Radio observatories detect hidden gas shielding record-breaking space blast
With a network of high-powered radio telescopes, scientists have discovered a giant "cocoon" of gas surrounding one of the most explosive events ever recorded in space. This cocoon was making one of the brightest events in the universe appear to be missing key chemical signatures, according to the National Radio Astronomy Observatory.
See the little dot? New studies of that blue flash from the distant universe (a "Luminous Fast Blue Optical Transient") indicate it was caused by a black hole swallowing an entire star.
— Corey S. Powell (@coreyspowell) January 11, 2026
For a moment, it blazed as bright as 100 billion Suns. https://t.co/DDubsyjfOr pic.twitter.com/Sy2sLWjcYu
The object, now officially known as AT2024wpp and unofficially dubbed "the Whippet," is a member of the rare and not-so-well-understood class of space explosions termed Luminous Fast Blue Optical Transients, or LFBOTs. They are bright enough to outshine about 100 billion Suns but vanish in a matter of days before most telescopes can react. The Whippet is especially significant among these since it is the brightest known LFBOT discovered yet.

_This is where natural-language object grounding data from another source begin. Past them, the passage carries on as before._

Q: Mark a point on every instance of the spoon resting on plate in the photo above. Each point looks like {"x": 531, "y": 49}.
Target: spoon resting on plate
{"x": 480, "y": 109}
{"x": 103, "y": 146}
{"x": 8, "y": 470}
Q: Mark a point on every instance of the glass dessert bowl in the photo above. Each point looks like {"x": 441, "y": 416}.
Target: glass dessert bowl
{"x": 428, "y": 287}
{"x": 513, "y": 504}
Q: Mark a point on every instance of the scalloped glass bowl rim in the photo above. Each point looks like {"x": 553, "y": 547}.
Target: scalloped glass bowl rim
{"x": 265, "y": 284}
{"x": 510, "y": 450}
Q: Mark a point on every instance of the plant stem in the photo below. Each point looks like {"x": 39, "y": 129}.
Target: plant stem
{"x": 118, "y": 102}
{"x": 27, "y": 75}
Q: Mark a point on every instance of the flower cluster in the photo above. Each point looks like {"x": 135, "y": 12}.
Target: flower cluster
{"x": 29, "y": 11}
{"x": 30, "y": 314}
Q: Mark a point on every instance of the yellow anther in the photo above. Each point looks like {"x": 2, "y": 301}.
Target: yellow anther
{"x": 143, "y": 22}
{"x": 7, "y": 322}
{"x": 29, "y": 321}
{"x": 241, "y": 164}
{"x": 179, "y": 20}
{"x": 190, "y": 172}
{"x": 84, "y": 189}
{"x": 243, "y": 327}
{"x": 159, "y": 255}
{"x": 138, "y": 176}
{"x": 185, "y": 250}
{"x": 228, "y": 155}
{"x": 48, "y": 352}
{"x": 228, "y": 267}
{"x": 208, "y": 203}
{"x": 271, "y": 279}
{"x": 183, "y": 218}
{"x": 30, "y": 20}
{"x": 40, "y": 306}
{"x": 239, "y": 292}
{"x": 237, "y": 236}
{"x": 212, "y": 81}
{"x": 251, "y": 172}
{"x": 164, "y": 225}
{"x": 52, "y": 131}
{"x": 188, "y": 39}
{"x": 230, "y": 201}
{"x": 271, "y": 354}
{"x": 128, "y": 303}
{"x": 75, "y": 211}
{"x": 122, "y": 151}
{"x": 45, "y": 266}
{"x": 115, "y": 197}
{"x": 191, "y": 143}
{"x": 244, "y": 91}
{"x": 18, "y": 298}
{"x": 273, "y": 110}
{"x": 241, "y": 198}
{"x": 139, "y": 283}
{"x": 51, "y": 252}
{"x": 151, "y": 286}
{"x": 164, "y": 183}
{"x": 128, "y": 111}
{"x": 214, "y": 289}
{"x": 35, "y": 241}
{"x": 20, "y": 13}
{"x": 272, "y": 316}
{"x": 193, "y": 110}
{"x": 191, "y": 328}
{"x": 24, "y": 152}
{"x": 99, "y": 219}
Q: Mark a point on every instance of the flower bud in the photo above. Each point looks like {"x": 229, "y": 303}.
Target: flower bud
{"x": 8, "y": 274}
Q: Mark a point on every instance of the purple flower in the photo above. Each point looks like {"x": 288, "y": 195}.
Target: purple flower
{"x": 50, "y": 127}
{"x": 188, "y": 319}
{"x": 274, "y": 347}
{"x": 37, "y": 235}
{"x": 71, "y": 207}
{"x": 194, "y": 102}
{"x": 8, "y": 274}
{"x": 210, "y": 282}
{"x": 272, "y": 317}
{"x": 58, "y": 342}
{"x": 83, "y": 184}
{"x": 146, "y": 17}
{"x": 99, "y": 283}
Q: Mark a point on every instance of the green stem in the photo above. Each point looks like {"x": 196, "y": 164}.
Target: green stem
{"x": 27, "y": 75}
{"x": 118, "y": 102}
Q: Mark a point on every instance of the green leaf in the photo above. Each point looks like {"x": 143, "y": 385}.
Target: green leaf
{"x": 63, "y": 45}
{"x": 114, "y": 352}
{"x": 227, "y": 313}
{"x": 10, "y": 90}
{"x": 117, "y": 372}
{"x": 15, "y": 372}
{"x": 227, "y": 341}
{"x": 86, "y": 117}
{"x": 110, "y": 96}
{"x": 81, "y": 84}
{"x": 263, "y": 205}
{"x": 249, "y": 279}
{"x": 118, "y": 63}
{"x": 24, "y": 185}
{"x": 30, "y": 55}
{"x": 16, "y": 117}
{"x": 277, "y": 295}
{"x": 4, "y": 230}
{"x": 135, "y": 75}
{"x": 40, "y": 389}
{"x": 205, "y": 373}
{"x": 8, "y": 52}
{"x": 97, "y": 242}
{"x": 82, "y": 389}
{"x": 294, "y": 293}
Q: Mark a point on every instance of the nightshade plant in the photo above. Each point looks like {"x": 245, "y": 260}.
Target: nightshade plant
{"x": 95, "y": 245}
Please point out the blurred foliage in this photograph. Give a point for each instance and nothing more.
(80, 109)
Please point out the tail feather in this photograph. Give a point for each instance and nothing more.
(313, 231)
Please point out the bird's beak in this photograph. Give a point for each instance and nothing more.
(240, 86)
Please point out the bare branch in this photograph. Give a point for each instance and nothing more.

The Whippet was first spotted in September 2024 by the Zwicky Transient Facility. Initial follow-up data from NASA’s Swift satellite and the Liverpool Telescope revealed that the blast was scorching hot and churning out intense X-rays, but scientists were scratching their heads about what they weren’t seeing. During an LFBOT explosion, the debris should slam into surrounding gas, creating distinctive chemical "fingerprints" in ultraviolet and optical light.
In the Whippet's case, those signatures could not be detected even with the Hubble Space Telescope. The space around the explosion looked empty, even though theory said that it should be crowded with stellar debris. Ultimately, the mystery was solved by the National Science Foundation's Very Large Array (VLA) and Atacama Large Millimeter/submillimeter Array (ALMA). These radio telescopes do not depend on light signatures; instead, they can follow shock waves.
The radio data revealed a shock wave that charged outward at 20% of the speed of light, which had then struck a dense pocket of gas located very close to the explosion. Immediately, the scientists realized that the gas had never disappeared—the explosion's own power had simply cloaked it. The X-rays produced by the blast were so intense that they stripped electrons off the nearby gas. This ionization effectively erased the chemical fingerprints that optical and ultraviolet telescopes usually detect.
The researchers recreated the Whippet's last moments by merging data from various light spectrums. They think a nearby star was consumed by a massive black hole, which is what caused the explosion. The star started to lose its outer layers as the black hole spiraled toward its victim, producing a dense gas bubble. After the core was torn apart, its debris arranged itself into a hot disk that acted as the black hole's food. This feeding frenzy produced a strong wind that collided with the gas that had previously been shed, lighting it up from radio to X-rays. Later observations from Keck, Magellan, and even the Very Large Telescope revealed faint traces of hydrogen and helium traveling at 6,000 km/s. This suggests that a dense structure survived the initial blast.